The government is intent on regaining access to overseas credit markets, according to Javier Kulesz, a Latin America managing director at Nomura. Central bank reserves, which the country uses to pay debt, are hovering near an eight-year low.
“The ultimate objective for Cristina is to make it to the end of the term without a crisis in Argentina,” Kulesz said yesterday at an EMTA event in New York.
Talks with Singer, who has a court order requiring Argentina to pay him $1.5 billion tied to defaulted notes, would mark a turnaround for Fernandez after years of calling creditors who sued the country “vultures” seeking to profit from misery. Pressure is mounting on her to negotiate after losing this week a last-ditch attempt at appealing the decision.
Fernandez, who on June 16 called the court ruling “extortion,” didn’t call the litigating hedge funds vultures today or mention plans to skirt the ruling using a debt swap.
The orders were put into effect June 18. The nation can no longer put off Singer’s claims because the ruling blocks the government from making a $900 million June 30 interest payment on bonds issued as part of restructurings in 2005 and 2010 without paying the holdout creditors in full.

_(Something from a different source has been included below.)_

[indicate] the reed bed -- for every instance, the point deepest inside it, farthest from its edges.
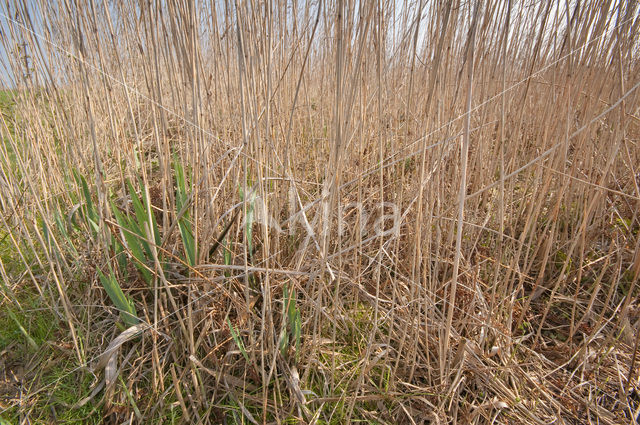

Less than a day after a government lawyer told a federal court in New York that the country is willing to negotiate an agreement, Cabinet chief Jorge Capitanich said yesterday that there’s no government mission going to New York for talks and the country is working on paying bondholders under Argentine law to skirt the U.S. ruling.
“Both sides are playing hardball,” Vladimir Werning, head of Latin America research at JPMorgan, said in report yesterday “Sticks as well as carrots are elements likely to be used.”
An attorney for NML Capital Ltd., a unit of Singer’s Elliott Management Corp., told the district court judge that with a 30-day grace period after the June 30 payment deadline, the government has six weeks to sit down and negotiate, which is more than enough time.
Elliott is willing to consider accepting Argentine bonds as payment for defaulted debt, a person familiar with the company’s strategy said June 18. Any decision to accept the securities would depend on the terms offered, the person said.
As part of a push to raise financing overseas for the first time since its record $95 billion sovereign default, Argentina has begun showing a willingness to settle long-standing disputes in recent months.
In May, it reached a $9.7 billion accord with the Paris Club group of creditors, three weeks after compensating Madrid-based Repsol SA for seizing its Argentine unit, YPF SA, in April 2012.
YPF American depositary receipts rallied 5.1 percent to $33.73 in New York trading, the highest since December.
“In Argentina, we have always thought that we are more clever than the rest of the world,” Claudio Loser, a former International Monetary Fund director who now heads research firm Centennial Group Latin America, said yesterday at the EMTA event. “At the moment of truth, they’ll understand they have to negotiate.”